Und die wiederaufladbaren Lithium-Ionen-Batterien von Aibo waren ein weiteres Sony-Original, das in der scheinbar endlosen Suche dieses 50-Milliarden-Dollar-Riesen nach kleineren, schnelleren und benutzerfreundlicheren Unterhaltungselektronikprodukten entwickelt wurde.

Diese Innovationen fügen sich gut in die Erfolgsbilanz von Sony ein. Aber Aibo hatte mindestens zwei ungewohnte Aspekte. Eine davon war die Art und Weise, wie Sony den neuen Home-Entertainment-Roboter zur Verfügung stellte: Nur über das Internet, wo alle 3.000 Einheiten der japanischen Zuteilung in 17 Sekunden geschnappt wurden. Das andere war Aperios, sein Betriebssystem.

Moment mal... ein Betriebssystem von Sony?
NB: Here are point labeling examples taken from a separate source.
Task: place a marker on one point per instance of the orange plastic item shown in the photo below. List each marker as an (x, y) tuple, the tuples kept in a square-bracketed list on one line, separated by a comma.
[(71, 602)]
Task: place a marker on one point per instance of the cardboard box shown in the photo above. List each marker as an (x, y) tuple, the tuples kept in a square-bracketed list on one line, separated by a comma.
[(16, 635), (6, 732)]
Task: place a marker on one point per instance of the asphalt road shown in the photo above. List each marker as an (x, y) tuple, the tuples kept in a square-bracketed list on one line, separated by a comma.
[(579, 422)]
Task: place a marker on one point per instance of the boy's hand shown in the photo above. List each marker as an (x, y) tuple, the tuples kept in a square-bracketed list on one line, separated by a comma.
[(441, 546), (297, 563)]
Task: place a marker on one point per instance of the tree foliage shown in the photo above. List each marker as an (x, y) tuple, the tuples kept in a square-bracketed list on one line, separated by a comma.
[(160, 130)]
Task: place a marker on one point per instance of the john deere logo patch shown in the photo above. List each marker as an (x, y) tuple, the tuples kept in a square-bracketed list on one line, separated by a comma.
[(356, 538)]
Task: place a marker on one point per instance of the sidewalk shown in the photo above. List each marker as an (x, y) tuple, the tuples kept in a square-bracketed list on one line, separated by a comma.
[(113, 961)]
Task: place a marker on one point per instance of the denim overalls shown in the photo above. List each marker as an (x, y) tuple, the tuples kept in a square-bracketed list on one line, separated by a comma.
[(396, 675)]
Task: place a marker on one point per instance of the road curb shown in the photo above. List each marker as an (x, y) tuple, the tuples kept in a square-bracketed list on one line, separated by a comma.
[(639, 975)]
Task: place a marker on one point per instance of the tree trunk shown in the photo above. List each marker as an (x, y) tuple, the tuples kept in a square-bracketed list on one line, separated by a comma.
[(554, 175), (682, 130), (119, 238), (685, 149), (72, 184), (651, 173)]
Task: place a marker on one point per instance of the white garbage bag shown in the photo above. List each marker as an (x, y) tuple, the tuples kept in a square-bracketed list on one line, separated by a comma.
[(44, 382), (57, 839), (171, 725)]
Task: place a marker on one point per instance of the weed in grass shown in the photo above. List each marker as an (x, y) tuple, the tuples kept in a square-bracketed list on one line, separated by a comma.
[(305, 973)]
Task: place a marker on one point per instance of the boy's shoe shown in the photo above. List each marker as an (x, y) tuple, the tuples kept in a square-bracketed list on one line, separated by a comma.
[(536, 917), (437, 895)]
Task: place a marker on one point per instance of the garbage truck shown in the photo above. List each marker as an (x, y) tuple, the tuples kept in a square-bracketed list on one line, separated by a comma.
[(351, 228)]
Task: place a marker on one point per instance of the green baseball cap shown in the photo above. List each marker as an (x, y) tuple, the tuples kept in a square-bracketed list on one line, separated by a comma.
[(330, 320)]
Was gibt?

Die digitale Revolution. Kurz vor dem letzten Weihnachtsgeschäft des Jahrtausends hat sich der weltweit bekannteste Hersteller von elektronischen Konsumgütern dazu entschlossen, sich für das Internetzeitalter neu zu erfinden. Die Transformation wird von Nobuyuki Idei angeführt, dem hartgesottenen Präsidenten, der 1995 die Zügel von Sony übernahm und die digitale Agenda im großen Stil aufgriff. Das neue Motto, das er dem Unternehmen gab, Digital Dream Kids, ist auch eine hervorragende Beschreibung von Ideis ungewöhnlichem Brain Trust – dem Sony Computer Science Laboratory (CSL).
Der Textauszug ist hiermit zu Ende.